Life

How The AHCA Will Hurt People With Mental Illnesses, Like Me

by Karis Rogerson
Pool/Getty Images News/Getty Images

I didn’t really live in an America before the Affordable Care Act, so I guess that makes me lucky. I'm lucky because before Obama’s signature health care bill was put in place, with its list of 10 essential health benefits — including mental health services18 percent of people who bought their own insurance didn’t have mental health coverage. And I’m lucky because the ACA had protections for people with a pre-existing conditions, meaning I can’t be refused coverage or care, as I could have been in the past. I'm lucky because I've been diagnosed with bipolar disorder and depression, two of the many mental illnesses that insurers discriminated against before the ACA, but I never had to face that discrimination — but now, due to the passage of the American Health Care Act, they may discriminate against these illnesses once again.

The AHCA rolls back many of the ACA's changes, including allowing states to potentially re-introduce the idea of "pre-existing conditions," and allowing insurers to charge a penalty to patients who’ve had a 63-day lapse in coverage. This might not sound like a lot to you. But for many people — especially those dealing with a mental illness — it can add up to a burden that is nearly impossible to deal with.

As a writer who works in the service industry, it’s likely I’ll have to purchase my own insurance in two years, when I can no longer be on my family's insurance plan. And because I’m a writer who works in the service industry, it’s likely I won’t be able to afford it easily. So 63 days could easily pass without coverage. If it’s hard to pay for treatment with the ACA (and I’ll show you just how hard that is in a moment), it’ll be even harder if it’s repealed.

I’m pouring most of my money into my mental health. But at least I have insurance to cover my medication.

My doctors and therapists don’t accept insurance, partly because of the historical problems (read: societal stigma) related to getting mental health care. So I have to pay out-of-pocket, keep my receipts and just hope my parents’ insurance will reimburse us, at least partly, for these expenses.

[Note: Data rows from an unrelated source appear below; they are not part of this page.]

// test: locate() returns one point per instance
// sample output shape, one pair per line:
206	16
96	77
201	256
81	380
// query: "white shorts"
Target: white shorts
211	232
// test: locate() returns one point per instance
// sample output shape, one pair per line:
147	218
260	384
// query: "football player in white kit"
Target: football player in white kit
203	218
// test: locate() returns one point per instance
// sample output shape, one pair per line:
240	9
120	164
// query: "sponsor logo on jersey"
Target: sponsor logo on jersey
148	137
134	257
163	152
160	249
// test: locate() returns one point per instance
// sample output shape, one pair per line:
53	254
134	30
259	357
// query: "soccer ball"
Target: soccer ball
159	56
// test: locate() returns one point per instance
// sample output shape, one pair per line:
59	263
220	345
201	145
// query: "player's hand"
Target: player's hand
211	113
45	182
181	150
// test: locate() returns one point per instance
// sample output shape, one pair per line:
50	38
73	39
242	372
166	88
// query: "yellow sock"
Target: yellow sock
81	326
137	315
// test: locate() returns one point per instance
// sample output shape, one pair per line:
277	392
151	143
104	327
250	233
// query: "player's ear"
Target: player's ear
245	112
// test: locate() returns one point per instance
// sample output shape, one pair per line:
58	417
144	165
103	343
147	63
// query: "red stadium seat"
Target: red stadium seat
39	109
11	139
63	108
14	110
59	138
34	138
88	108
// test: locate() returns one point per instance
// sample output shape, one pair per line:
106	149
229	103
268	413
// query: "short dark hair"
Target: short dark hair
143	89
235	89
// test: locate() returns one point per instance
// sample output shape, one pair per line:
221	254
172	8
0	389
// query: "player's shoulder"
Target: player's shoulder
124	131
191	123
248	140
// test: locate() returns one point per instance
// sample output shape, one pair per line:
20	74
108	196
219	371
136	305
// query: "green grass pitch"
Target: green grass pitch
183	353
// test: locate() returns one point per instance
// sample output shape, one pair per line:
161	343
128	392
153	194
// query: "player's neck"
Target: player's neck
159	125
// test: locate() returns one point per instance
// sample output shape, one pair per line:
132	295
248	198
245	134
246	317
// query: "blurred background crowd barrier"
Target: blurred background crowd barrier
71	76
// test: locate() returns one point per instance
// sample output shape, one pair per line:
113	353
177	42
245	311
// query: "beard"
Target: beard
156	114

I am lucky in that my meds are covered by insurance. Without that, I would have to pay somewhere around $1,000 a month for them, or risk going without in order to save money. Which is not a great plan, because when I’m off my meds, one of two things happens: I become severely depressed and suicidal, which in the past has led to a hospital visit to literally save my life. Alternately, I sink into a state of numbness, in which I just don’t feel anything. I don’t create, I don’t contribute to society, I barely function.

So medication saves my life on a daily basis. Without it, I spiral. Even with it, I’m in a bad place. I see a doctor every month, a therapist every week, and I also now attend group therapy every week, because the meds and the therapy didn’t keep me from going through a bad episode last month. I’m pouring most of my money into my mental health.

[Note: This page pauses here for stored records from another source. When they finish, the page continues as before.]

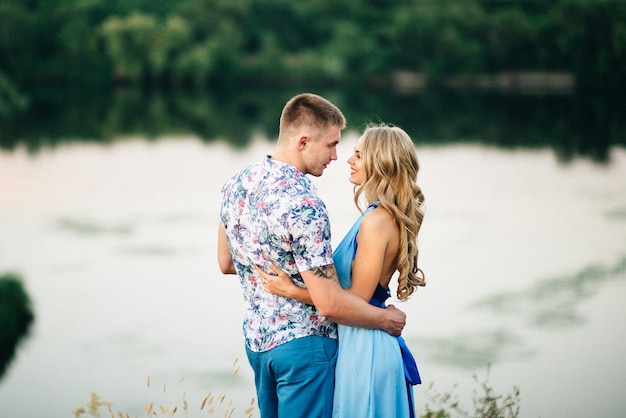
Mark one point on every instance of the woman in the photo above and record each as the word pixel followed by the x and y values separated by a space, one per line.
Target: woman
pixel 372 380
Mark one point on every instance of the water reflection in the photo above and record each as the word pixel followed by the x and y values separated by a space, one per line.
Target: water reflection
pixel 572 124
pixel 473 350
pixel 553 302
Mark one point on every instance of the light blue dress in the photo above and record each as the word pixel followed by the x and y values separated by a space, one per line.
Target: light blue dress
pixel 372 379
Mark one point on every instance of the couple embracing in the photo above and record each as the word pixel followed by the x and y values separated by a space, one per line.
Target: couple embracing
pixel 319 336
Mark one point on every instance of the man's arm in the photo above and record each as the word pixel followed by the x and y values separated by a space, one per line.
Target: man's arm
pixel 224 257
pixel 346 308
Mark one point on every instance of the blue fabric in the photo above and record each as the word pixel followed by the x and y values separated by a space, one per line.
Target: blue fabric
pixel 375 371
pixel 299 389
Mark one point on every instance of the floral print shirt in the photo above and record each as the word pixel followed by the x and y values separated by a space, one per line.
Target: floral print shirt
pixel 271 213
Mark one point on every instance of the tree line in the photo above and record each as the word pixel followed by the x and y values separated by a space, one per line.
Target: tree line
pixel 204 44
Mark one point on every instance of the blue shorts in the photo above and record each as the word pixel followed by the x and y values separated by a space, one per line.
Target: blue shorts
pixel 296 379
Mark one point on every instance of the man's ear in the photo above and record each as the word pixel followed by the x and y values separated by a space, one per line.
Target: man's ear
pixel 302 142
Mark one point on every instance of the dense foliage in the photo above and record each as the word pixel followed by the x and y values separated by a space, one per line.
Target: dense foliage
pixel 208 43
pixel 16 316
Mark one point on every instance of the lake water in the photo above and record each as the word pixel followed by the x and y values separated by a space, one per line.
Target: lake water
pixel 525 258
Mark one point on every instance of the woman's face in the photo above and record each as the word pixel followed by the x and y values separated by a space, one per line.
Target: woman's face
pixel 357 167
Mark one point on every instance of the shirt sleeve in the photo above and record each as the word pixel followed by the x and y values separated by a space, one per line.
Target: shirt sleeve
pixel 309 229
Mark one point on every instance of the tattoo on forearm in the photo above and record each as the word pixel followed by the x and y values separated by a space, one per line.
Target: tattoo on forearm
pixel 326 272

But at least I have insurance to cover my medication. And at least I have the option of getting reimbursed, because while my care providers only let me pay out-of-pocket, I can submit receipts to my insurance provider and see if they’ll consider it an adequate medical cost.

I can’t imagine — or don’t want to imagine — a world where insurance isn’t forced to accept mental health coverage as an essential benefit.

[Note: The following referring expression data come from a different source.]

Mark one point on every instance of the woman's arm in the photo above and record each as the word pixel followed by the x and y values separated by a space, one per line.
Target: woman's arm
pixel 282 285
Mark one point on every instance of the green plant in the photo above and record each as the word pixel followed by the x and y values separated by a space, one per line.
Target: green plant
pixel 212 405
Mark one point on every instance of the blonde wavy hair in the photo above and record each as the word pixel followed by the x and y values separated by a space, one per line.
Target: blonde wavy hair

But that's exactly what the AHCA does. It allows states to set up their own standards of benefits they’ll offer, which means they have the option of deciding that mental health isn’t an essential health benefit.

With stigma against mental illness very real, it’s possible that there are politicians who will see that mental health isn’t really something we need insurance for.

But it is. It very much is. I am sick to my stomach and terrified right now, not because I think my state will repeal my insurance (I live in the very Democratic New York City), but because there are people out there who aren’t so lucky to live in a place where the lawmakers are empathetic to their needs. Because there are politicians who put their own political interests above the interests of the people they were voted in to serve.

Mental illness is real, and it sucks. I can’t say that enough. It’s harrowing to live with your brain turned against you, to struggle to fight your own thoughts every day. Why can’t we see that yet? Making mental health care "optional" supports the idea that mental illnesses are not real illnesses, and denies the fact that our brains can be just as deadly as our bodies.

I know the reasons that many are against Obamacare. I’m from the South, and most of my friends and family are Republican. I know it can suck to pay a tax because you didn’t feel you needed insurance. I know it can suck to feel like you’re working hard and someone else is benefitting.

But knowing that your life and health are considered paltry and worthless by the people who vote and the people who are voted in, because you have a mental illness, sucks much more.

For my sake, the sake of every other person with a mental illness, and the sake of everyone with a pre-existing condition, of every grandparent who could be charged as much as five times what a young person is charged for insurance, of every individual who lives and breathes and is afraid, please have empathy.

We can stop this bill from becoming law. If we call our Senators and put the fear of not getting reelected into them — if make sure they know that passing this bill is political death — we can change the course of history. For the better.

And if you supported the AHCA, I’m imploring you to have empathy. Even if you disagree with Obamacare, you have to realize there’s a better solution than this. So let's step up and speak out. Because mental illness can be harrowing as when the cells in your body turn against you, as chronic as any lingering bronchitis, as life-threatening as cancer. And we need to recognize this.